Alpha. Eleven ending-conditioned noun classes across 11 cases, covering the major
Malayalam noun shapes, with every encoded form native-ratified (`verified=True`); shapes
outside the supported classes raise rather than guess. Five classes (`am_neuter` മരം,
`vowel_anuswara` കലാം, `i_vowel`
കുട്ടി/സ്ത്രീ, `u_vowel` പശു, `ṭ_geminate` വീട്) are complete in singular and plural;
`a_stem` (അമ്മ) and the chillu classes (`അവൻ`, `മകൾ`, `കാർ`, `കാൽ`, `തൂൺ`) are
singular-complete; their plurals are animacy-conditioned across the full paradigm
(inanimate `-കൾ`/`-ഉകൾ`, human `-മാർ`/`-ന്മാർ`/`-കാർ`, animate `-കൾ`).
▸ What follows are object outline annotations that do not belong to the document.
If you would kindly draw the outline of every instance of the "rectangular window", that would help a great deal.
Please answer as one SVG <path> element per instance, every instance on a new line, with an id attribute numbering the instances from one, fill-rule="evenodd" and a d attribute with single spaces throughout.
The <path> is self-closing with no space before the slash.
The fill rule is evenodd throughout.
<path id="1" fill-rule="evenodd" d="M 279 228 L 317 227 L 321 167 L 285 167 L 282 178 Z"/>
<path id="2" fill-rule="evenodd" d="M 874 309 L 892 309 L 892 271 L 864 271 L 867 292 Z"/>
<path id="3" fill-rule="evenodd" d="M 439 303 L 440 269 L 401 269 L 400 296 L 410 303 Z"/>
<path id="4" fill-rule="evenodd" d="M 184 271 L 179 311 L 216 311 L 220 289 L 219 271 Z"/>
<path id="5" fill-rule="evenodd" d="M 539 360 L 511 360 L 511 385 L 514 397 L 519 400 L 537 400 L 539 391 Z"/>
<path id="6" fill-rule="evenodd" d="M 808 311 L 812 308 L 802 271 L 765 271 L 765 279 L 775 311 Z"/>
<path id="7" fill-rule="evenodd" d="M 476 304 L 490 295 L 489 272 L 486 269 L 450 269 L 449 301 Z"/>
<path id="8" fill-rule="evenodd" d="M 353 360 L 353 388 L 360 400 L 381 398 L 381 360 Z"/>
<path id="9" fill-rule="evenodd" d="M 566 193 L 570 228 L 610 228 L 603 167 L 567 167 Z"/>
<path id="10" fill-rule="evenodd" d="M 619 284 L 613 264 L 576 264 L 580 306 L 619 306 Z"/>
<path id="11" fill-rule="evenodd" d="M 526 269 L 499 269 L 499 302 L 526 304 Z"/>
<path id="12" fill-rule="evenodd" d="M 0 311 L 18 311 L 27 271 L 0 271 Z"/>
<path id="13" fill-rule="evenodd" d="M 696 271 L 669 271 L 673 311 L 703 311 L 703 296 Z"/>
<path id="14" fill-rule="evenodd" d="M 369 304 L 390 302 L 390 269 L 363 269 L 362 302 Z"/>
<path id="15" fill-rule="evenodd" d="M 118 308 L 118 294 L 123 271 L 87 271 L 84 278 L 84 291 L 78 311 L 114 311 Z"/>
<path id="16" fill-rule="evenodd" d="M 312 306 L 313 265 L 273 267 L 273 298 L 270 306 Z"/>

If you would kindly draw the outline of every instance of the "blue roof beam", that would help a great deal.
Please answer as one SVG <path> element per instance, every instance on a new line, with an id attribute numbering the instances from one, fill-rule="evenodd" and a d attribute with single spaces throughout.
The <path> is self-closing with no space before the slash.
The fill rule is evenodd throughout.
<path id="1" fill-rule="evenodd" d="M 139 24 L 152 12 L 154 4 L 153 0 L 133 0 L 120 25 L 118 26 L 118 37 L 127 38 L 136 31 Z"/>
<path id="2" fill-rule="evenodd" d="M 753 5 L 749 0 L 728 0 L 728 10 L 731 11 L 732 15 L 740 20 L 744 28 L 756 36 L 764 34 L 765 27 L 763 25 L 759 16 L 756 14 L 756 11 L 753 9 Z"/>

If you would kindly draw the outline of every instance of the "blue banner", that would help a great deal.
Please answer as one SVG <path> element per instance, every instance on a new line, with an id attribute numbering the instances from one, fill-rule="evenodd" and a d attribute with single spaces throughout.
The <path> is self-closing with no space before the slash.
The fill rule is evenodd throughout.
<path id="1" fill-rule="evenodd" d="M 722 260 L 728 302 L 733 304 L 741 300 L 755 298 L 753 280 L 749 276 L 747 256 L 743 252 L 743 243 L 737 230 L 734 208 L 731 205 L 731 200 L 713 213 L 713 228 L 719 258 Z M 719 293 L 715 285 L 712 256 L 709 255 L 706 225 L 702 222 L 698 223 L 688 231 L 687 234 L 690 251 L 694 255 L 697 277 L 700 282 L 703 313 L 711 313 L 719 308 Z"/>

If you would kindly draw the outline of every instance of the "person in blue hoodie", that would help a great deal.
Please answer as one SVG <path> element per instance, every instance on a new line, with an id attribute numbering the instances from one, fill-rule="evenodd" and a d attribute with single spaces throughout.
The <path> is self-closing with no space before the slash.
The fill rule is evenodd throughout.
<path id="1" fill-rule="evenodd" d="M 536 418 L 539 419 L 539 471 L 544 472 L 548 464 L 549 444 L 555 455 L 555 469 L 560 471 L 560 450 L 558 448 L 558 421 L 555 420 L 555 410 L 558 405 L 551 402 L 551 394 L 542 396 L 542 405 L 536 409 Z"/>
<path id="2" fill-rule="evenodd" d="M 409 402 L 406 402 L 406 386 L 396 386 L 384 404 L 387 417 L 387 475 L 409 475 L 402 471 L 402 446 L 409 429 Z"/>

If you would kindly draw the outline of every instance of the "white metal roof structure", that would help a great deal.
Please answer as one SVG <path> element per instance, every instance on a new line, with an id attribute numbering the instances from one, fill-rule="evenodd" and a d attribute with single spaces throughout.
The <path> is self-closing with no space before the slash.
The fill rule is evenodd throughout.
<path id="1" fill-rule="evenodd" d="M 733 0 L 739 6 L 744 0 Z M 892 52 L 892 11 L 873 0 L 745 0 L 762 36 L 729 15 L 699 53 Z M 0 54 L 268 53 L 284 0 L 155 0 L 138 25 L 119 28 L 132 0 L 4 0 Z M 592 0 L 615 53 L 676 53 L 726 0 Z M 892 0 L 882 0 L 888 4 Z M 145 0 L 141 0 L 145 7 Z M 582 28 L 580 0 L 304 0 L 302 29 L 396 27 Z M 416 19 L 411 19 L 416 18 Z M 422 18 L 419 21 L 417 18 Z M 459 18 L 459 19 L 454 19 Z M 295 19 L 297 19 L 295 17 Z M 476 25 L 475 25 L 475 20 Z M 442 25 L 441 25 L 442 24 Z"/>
Suppletive personal
pronouns (ഞാൻ, നീ, അവർ, നാം, താൻ, ഇവൻ) are handled through an exception table rather than
the rule engine. A `derive_feminine` helper builds a feminine lemma from a masculine base
(എഴുത്തുകാരൻ → എഴുത്തുകാരി) before inflection. Includes differential object marking and a
synthetic/colloquial register for the instrumental. Clitics (`-ഉം`, `-ഓ`, `-തന്നെ`) attach
via `with_clitic`. Verbs (`synthesize_verb`) cover the finite forms: present, future, past
(allomorphy by ending plus an irregular lexicon), negation, imperative, and a few moods.
See [`LIMITATIONS.md`](LIMITATIONS.md) for the precise gaps. Postpositions, stylistic
variants, and verb aspects/participles/voice are future work.

## Install

```bash
pip install mlinflect
# from source:
pip install -e ".[dev]"
```

## License

Apache-2.0. See `LICENSE` and `NOTICE`. Contributions are accepted under Apache-2.0
§5 (inbound = outbound); no separate CLA is required.

Linguistic sources are credited in `REFERENCES.md`.